I’m in Lexington for the day as my little vehicle receives fixed. It’s come about to me as I run errand after errand that I even have a thrilling relationship with this region and, probably, most Kentuckians do from our components of the state.

For maximum people, this is the area in which we advantage access to the “big” town, with its Target and eating places and mall and particular offerings. This is the location I come after I ought to get my footwear cobbled. I’ve come to get my luggage constant. I’ve offered a cake at a French bakery that becomes within the shape of a high heel shoe. And it became delicious.

It makes for an exciting dynamic, a dynamic I don’t have with some other town.

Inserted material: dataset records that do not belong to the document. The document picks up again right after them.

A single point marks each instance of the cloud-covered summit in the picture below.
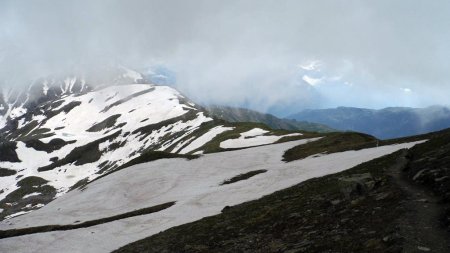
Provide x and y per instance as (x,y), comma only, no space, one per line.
(372,53)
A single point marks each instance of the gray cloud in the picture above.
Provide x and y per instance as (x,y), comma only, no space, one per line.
(243,52)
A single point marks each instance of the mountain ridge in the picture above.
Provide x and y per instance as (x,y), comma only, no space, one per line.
(390,122)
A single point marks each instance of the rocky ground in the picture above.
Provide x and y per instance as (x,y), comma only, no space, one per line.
(397,203)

For, even though I am, deep down, a mid-sized town girl, I don’t ever sit up for going to Lexington and, certainly, try and placed it off as tons as viable. This is in all likelihood precisely why I don’t like coming right here a good deal: by the point; I finally come, I have so many errands stacked up and busy work to accomplish that I don’t have any time to get to realise the metropolis truly. I’ve by no means been to Ashland, Henry Clay’s property. I’ve never been to the botanical gardens. I haven’t even been to the Horse Park.

In reality, even if I eat right here, my eating place is continually chosen in line with its proximity to the errands I’m jogging. This commonly lands me somewhere close to or interior Fayette Mall. I can’t tell you how many bowls of warm and sour soup I’ve had at P.F. Changs. I can’t even depend on what number of breadsticks at Olive Garden.

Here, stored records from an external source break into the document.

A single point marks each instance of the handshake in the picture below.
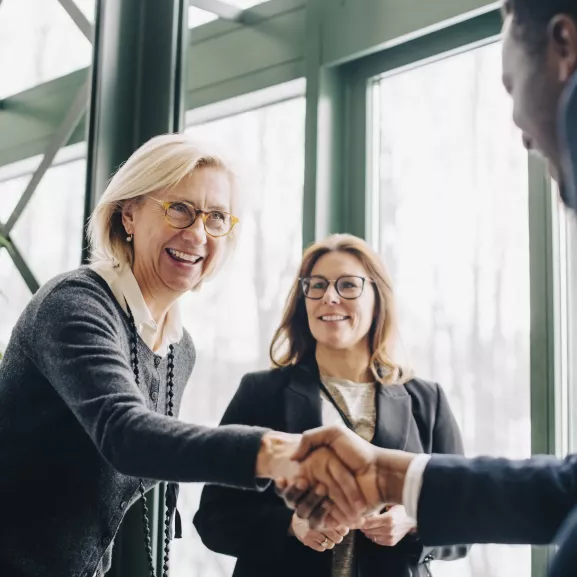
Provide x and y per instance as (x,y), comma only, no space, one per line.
(331,476)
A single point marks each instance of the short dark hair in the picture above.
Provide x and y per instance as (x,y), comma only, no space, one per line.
(533,16)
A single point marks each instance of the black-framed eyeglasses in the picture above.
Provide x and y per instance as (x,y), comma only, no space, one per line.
(180,214)
(349,287)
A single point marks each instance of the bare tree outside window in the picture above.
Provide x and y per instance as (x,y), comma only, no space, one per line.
(233,317)
(452,199)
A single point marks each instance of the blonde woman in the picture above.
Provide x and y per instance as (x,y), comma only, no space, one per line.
(94,373)
(334,365)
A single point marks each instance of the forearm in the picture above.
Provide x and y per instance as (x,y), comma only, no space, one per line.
(140,443)
(495,500)
(240,526)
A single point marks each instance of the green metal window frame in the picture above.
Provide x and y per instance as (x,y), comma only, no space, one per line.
(292,39)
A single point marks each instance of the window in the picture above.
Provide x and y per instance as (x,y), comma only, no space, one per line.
(47,41)
(233,317)
(197,16)
(450,217)
(48,233)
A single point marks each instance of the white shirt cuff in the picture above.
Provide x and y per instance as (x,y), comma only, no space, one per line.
(413,483)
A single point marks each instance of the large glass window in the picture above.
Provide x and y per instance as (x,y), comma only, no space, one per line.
(450,218)
(48,233)
(39,42)
(233,317)
(198,16)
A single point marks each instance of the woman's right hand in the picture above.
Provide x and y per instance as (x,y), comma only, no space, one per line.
(317,540)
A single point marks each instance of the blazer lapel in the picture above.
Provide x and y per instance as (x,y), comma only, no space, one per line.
(393,417)
(303,400)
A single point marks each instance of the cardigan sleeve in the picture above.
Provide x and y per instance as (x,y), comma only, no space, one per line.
(76,345)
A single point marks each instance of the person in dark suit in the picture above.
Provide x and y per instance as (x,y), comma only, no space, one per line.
(457,500)
(334,365)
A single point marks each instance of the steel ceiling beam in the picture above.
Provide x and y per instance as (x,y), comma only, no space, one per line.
(79,18)
(222,9)
(59,139)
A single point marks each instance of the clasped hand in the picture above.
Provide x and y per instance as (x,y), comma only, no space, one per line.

The thing is, I don’t even like Olive Garden, in part because I spend the entire time wishing I’d ordered a few kinds of creamy, tacky pasta instead of the soup and salad unique I always force myself to get. Hence, the breadsticks.

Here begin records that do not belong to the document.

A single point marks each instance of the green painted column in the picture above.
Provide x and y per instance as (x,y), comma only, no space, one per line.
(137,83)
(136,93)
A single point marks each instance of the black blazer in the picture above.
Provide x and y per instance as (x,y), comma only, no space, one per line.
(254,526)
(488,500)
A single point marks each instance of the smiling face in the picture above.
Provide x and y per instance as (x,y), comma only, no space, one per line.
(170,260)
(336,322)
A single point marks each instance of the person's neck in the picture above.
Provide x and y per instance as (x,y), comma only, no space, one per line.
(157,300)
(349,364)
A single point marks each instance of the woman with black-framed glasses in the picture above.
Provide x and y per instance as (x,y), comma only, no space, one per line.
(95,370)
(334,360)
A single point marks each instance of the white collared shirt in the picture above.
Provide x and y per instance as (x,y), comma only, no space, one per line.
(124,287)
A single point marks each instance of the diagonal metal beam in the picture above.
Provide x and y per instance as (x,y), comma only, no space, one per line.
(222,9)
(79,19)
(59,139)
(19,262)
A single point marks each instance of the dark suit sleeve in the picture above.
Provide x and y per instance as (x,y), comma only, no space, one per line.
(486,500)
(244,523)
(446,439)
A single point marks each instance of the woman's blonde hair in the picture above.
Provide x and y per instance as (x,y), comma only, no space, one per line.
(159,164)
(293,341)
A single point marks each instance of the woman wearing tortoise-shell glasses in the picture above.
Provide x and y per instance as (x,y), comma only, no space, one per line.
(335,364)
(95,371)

But it’s close to the mall, and I usually should prevent there for something. You’d think that might be fun, but, because my time is brief, it’s decreased to extra errands, like getting new strings for a tennis racket or changing the CO2 canisters for the Soda Stream.

Today, I should pick out up some perfume. Again, you’d think that it might be enjoyable. However I’ve been wearing the identical kind for the beyond 20 years, so it’s merely a remember of choosing it up as you’ll, say, a couple of tube socks and transferring on. Except: now not a pair of tube socks as perfume is just shockingly pricey.

Still, I can’t trust how hardly ever I come to Lexington now compared to how a great deal it became necessary 15 years in the past once I first moved right here. I mean, Liquor Barn, for one. Whewee became that a monster stop. Frankly, my trunk would be so complete I nevertheless thank my fortunate stars that I in no way got stopped and charged with bootlegging. Inevitably, I’d hold up the line as the wide-eyed cashier would ring up bottle after bottle.

“Having a party?” she might ask, really longing for an invitation.

“No,” I’d say. “Dry county.”

She’d bow her head and nod sagely.

The same component with Whole Foods or Wild Oats, as it was called. I’d move and purchase outrageously crazy items like leeks and lamb and cheese that wasn’t orange or cubed. Now, since meals tastes have so multiplied and Kroger has accompanied healthy (bless!), I almost always locate precisely what I want at domestic in town.